Right now the Eurocrats seem bogged down in reams of red tape, trying to figure how to absorb the next wave of aspirant member countries by 2003. The European bureaucracy is a complex, turgid web of intrigue, corrupt at its core. How can it manage to absorb, control, energize and unite such a conglomerate, this emerging European empire which stands on feet of mixed iron and miry clay? (Dan. 2:41-43).

The answer is in Constantine’s glue—controlling people’s minds by imposing a state religion. “…the great whore that sitteth upon many waters: With whom the kings of the earth have committed fornication, and the inhabitants of the earth have been made drunk with the wine of her fornication…. These have one mind, and shall give their power and strength unto the beast” (Rev. 17:1-2, 13).

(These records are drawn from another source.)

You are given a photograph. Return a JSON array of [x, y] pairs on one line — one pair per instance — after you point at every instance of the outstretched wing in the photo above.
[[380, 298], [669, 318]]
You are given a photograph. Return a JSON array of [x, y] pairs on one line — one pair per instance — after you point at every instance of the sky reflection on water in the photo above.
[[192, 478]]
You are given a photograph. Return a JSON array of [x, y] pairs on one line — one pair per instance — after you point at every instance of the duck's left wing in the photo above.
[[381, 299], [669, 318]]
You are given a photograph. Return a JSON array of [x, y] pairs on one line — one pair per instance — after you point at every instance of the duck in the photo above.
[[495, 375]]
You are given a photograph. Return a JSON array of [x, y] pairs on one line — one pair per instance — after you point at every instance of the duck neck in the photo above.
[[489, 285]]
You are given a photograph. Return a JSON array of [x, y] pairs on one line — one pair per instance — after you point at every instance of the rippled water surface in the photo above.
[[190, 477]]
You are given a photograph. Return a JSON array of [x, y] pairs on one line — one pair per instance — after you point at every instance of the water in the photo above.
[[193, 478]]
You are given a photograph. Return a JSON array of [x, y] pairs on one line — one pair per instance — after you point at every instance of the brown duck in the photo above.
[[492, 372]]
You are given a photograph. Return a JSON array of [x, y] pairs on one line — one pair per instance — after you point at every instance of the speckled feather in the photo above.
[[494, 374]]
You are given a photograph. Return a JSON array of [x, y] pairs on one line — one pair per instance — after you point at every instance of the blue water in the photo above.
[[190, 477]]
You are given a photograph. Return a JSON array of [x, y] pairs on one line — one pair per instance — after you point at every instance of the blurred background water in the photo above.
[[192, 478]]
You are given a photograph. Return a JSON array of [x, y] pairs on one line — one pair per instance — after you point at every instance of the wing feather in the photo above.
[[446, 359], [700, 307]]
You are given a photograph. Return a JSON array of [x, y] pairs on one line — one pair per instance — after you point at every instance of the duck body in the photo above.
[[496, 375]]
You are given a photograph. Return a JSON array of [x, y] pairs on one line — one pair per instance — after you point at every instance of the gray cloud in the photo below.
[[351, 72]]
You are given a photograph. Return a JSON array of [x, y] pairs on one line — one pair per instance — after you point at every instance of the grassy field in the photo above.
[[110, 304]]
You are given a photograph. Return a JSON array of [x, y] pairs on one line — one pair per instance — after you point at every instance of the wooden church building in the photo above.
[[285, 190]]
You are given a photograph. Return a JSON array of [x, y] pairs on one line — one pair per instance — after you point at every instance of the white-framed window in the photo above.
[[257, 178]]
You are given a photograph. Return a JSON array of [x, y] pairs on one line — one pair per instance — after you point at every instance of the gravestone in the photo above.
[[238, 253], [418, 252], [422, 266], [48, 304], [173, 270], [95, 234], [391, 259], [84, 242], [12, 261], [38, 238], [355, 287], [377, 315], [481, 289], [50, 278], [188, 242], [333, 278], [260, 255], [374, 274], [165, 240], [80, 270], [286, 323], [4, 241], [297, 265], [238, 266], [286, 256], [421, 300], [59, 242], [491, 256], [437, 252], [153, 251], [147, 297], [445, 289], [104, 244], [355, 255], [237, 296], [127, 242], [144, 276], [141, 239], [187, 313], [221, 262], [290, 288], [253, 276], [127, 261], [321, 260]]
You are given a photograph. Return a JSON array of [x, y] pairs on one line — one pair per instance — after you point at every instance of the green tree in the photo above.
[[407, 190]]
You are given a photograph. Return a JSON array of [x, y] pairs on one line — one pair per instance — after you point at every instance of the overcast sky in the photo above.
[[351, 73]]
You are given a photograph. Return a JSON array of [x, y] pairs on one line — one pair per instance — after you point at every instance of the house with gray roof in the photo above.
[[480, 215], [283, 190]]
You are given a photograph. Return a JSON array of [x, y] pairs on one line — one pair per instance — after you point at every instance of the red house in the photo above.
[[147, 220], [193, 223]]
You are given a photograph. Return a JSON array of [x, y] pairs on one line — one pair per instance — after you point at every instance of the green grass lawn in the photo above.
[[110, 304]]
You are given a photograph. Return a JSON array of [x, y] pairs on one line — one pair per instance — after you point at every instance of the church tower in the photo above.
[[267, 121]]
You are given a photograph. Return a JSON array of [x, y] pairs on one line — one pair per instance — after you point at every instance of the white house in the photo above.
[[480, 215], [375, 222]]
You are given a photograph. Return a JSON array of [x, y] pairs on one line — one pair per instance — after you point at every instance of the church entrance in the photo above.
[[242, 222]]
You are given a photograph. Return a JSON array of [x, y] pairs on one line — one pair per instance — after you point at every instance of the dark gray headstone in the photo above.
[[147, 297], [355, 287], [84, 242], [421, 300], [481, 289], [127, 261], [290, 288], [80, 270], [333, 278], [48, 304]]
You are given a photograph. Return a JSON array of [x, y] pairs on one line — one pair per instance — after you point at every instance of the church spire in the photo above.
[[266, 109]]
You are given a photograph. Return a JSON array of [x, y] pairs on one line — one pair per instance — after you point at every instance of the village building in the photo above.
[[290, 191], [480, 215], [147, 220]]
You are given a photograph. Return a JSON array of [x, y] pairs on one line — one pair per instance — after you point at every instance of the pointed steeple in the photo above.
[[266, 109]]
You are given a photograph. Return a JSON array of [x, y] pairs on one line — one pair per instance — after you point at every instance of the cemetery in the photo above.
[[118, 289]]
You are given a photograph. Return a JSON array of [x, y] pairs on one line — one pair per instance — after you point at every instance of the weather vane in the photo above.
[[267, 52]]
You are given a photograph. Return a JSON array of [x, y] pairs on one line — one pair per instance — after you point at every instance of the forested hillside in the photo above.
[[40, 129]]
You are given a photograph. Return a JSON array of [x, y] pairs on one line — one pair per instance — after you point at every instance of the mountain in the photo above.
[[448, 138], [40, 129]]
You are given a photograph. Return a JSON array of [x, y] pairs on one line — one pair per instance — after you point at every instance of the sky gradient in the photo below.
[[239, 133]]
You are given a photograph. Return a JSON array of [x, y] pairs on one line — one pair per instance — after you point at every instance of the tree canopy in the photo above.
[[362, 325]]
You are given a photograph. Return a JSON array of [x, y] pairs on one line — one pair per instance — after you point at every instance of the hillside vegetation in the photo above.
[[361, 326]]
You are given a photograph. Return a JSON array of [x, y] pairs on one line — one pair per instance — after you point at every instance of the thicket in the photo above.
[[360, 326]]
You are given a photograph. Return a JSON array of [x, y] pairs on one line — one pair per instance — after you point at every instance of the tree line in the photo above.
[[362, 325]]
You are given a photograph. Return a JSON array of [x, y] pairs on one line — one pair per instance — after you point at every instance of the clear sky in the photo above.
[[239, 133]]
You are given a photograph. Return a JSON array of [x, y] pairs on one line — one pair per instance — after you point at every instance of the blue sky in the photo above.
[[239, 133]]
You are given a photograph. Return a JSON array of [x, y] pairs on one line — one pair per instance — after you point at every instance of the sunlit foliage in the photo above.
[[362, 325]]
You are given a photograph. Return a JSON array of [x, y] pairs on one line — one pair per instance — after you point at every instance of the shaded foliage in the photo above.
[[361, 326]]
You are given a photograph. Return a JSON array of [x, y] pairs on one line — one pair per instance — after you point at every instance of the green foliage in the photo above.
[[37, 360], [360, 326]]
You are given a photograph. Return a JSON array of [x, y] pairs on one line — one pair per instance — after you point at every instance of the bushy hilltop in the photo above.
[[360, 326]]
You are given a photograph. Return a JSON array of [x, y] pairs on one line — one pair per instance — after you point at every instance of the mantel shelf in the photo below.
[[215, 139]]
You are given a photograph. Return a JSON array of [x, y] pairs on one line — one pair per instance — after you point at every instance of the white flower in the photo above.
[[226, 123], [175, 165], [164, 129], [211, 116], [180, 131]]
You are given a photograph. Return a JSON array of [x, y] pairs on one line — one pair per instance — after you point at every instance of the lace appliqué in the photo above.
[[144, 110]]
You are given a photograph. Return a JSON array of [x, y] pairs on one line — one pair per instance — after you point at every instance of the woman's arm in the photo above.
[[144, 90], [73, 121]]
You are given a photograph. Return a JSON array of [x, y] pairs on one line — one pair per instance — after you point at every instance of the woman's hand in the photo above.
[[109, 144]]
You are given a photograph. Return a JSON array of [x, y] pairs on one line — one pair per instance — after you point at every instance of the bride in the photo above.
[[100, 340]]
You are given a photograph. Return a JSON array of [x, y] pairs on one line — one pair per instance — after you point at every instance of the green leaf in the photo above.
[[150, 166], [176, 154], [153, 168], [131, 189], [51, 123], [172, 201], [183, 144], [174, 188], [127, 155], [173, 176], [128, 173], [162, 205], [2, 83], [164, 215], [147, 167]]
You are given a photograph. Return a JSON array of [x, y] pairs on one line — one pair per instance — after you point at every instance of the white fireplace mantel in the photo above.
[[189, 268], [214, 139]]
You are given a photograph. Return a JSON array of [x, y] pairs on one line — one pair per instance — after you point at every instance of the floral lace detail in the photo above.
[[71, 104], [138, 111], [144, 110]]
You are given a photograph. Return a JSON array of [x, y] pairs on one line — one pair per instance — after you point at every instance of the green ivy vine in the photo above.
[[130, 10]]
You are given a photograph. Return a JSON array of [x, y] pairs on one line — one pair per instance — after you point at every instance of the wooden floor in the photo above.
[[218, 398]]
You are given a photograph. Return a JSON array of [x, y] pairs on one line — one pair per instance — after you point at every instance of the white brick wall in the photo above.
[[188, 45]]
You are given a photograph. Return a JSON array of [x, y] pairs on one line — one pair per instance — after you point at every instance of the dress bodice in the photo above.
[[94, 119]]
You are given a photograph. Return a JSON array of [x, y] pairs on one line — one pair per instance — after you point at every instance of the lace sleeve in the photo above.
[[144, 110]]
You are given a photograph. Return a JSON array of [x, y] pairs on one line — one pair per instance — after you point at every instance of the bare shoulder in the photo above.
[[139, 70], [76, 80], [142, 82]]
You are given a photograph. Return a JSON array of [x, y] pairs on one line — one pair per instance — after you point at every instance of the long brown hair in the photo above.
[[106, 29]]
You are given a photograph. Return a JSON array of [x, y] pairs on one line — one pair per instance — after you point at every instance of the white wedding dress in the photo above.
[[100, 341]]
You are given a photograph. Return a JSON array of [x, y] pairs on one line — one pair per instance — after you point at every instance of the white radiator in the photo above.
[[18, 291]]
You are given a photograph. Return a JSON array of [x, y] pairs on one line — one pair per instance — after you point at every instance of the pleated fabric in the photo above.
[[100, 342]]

As the strength of Pope John Paul ii wanes, waiting in the wings is a dynamic religious leader, a cardinal, who will some day fill John Paul’s shoes. Europe awaits this powerful religious head who will build upon the politico-religious foundation laid over the past 22 years of John Paul’s papacy. Such a leader is now needed to pour the glue which will cement business and high politics together for Europe’s final stand in the seventh resurrection of the Holy Roman Empire (Rev. 13:1-3).

Foretold

The Trumpet is a news analysis and forecasting magazine. But we are a newsmagazine with a difference—our eye is on the future. We base our articles on the analysis of historical fact, contrasted with current reality, within the vision of prophetic inevitability.

Thus, in respect of the European Union, the historic evidence points to the outcome of this latest revival of the grand European dream—the same as that which has been its fate through its previous resurrections. All of them ended in conflict! The most immediate previous revival, during the fascist-Nazi period, ended in the greatest devastation that not only Europe, but the world has ever known.

The visionary illumination of Bible prophecy draws our focus out beyond today to reveal that this revival of the Holy Roman dream, underpinned by the merchants’ global penetration (Rev. 18:3, 23), will be the final attempt of the Holy Roman Empire to impose its domination over all nations of the world (Rev. 13:2, 6-7). Its end is foretold as being as inevitable and as sure as its final rise to brief power (Rev. 18:8-10).

The good news is that its end will finally herald the establishment of a pure form of government, delivering all of the deepest longings and desires of man for ultimate peace and security, which no man-made government can ever hope to provide. “For unto us a child is born, unto us a son is given: and the government shall be upon his shoulder: and his name shall be called Wonderful, Counsellor, The mighty God, The everlasting Father, The Prince of Peace. Of the increase of his government and peace there shall be no end, upon the throne of David, and upon his kingdom, to order it, and to establish it with judgment and with justice from henceforth even for ever….” (Isa. 9:6-7).